Impossible de faire la différence
Les progrès technologiques se révèlent si spectaculaires qu'il devient presque impossible de distinguer une musique artificielle d'une création humaine. Selon Deezer, qui a commandé une vaste étude à l'Institut Ipsos réalisée auprès de 9 000 personnes dans huit pays, 97 % des sondés "n’ont pas su faire la différence entre une musique entièrement générée par l'IA et une musique humaine". Confrontés à cette méprise, la moitié des sondés se sont dits "mal à l’aise".
Ces derniers mois, cet essor de la musique par l'IA et les questions éthiques qu'il soulève a connu des jalons marquants avec le succès public de plusieurs chanteurs et groupes virtuels. En juin, la popularité soudaine de The Velvet Sundown avait suscité de nombreuses réactions, à la fois hostiles et amusées par cette imposture rock. Intégré dans des playlists très écoutées de Spotify, ce groupe fictif au son vintage et passe partout avait fini par cumuler des millions d'écoutes.

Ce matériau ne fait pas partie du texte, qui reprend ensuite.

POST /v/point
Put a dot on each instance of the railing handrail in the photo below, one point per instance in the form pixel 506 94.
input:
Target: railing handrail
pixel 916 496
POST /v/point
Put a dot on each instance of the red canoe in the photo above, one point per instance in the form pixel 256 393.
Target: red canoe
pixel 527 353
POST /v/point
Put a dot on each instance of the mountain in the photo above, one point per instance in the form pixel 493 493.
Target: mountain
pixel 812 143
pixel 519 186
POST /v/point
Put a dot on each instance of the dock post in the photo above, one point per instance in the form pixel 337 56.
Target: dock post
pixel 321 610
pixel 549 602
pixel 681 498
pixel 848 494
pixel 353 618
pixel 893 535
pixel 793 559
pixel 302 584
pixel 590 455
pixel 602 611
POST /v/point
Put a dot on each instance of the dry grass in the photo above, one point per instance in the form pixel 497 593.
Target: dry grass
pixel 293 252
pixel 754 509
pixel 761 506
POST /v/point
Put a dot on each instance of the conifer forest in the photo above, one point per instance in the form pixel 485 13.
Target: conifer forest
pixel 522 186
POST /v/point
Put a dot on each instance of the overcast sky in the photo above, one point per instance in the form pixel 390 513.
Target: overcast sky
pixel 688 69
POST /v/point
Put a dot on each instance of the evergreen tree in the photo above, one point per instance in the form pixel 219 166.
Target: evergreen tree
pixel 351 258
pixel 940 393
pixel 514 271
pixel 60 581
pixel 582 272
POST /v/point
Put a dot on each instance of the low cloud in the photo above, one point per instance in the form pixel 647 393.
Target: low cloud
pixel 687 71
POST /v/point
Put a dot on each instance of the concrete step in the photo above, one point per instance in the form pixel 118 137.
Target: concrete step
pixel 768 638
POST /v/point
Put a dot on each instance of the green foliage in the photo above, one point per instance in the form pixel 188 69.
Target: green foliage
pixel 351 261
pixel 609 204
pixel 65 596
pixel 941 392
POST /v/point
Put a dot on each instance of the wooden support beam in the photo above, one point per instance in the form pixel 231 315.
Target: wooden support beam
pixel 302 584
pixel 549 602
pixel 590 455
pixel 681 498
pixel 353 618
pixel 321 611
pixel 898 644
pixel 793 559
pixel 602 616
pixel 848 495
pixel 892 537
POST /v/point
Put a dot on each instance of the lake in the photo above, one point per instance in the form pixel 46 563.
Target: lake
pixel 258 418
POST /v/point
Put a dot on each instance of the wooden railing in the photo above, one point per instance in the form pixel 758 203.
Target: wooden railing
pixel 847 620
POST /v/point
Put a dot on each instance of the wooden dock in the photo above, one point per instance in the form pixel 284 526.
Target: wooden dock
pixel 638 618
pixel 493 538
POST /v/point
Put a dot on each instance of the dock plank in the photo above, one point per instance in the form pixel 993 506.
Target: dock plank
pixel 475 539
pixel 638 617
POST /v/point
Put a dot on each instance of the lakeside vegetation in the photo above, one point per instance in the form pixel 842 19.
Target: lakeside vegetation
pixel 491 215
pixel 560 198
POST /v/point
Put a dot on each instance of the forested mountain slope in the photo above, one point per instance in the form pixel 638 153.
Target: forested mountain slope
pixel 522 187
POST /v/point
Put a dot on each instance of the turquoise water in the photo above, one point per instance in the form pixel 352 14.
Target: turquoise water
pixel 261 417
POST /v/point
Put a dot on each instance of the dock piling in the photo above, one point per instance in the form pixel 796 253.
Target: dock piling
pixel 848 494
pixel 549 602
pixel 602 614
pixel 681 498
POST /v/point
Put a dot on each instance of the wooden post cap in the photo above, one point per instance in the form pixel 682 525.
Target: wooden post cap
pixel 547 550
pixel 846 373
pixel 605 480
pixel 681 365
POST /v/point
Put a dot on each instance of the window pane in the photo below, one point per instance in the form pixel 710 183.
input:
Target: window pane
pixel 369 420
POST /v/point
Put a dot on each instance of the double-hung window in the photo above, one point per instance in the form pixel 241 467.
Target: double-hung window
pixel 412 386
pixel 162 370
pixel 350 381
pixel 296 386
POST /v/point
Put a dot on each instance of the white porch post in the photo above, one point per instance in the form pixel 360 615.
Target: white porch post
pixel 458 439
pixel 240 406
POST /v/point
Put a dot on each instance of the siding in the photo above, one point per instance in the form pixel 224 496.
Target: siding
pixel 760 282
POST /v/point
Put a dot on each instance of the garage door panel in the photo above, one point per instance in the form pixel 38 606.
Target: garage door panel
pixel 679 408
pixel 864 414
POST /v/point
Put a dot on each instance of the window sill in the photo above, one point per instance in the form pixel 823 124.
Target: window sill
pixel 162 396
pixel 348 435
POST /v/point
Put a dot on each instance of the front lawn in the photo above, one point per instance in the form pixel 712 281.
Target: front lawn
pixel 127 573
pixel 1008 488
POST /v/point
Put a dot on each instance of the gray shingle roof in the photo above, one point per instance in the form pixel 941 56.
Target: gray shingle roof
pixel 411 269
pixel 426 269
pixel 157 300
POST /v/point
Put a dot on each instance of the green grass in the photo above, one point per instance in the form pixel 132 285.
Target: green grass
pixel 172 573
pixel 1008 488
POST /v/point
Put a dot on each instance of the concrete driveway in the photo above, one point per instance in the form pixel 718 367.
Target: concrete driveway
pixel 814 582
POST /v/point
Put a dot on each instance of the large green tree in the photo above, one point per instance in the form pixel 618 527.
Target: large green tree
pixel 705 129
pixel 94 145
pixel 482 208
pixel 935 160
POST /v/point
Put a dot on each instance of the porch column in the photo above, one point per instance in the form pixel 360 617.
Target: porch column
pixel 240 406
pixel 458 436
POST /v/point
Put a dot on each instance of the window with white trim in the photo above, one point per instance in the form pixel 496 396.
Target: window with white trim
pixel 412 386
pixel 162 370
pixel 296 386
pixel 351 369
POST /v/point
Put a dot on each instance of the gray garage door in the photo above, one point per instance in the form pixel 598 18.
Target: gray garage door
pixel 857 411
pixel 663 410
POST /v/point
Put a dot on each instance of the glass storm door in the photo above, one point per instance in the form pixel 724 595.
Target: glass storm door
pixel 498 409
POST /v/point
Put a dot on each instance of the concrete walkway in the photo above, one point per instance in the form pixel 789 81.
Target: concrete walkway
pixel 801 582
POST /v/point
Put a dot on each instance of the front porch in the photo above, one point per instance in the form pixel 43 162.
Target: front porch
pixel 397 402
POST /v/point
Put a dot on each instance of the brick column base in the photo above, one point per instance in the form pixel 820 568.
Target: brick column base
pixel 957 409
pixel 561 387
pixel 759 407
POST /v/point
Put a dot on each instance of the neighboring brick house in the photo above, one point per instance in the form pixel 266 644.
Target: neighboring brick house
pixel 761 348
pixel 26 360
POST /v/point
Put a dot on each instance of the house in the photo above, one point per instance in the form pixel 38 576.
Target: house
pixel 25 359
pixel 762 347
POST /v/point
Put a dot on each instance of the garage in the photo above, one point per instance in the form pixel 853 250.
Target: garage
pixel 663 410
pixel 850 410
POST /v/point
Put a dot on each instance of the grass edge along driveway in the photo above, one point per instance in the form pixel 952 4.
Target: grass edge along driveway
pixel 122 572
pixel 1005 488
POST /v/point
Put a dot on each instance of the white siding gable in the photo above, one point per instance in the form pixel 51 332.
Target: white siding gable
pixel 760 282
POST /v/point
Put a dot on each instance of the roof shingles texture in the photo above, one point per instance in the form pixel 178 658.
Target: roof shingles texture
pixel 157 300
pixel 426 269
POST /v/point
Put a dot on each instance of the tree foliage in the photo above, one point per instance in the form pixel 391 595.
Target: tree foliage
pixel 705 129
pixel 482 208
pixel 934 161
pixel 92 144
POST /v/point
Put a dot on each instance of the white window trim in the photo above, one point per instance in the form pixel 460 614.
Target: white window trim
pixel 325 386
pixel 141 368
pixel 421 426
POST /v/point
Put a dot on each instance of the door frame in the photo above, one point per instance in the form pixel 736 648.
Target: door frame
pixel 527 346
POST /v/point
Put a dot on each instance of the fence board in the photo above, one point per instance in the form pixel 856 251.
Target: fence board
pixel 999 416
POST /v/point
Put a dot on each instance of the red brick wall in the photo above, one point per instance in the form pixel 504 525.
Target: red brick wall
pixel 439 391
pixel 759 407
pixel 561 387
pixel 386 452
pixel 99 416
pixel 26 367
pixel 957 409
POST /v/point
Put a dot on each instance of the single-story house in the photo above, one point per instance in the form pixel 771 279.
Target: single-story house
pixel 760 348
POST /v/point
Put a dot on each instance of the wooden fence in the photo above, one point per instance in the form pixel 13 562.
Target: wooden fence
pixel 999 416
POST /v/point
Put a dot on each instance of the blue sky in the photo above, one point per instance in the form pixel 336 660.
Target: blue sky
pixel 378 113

Autre exemple frappant : Xania Monet, une fausse chanteuse RnB, est devenue la première artiste virtuelle à intégrer les charts américains. Son titre “How was I supposed to know ?”, totalise à ce jour plus de six millions d’écoutes sur Spotify. Créée par une certaine Telisha Jones, Xania Monet a même été signée sur un label, une première.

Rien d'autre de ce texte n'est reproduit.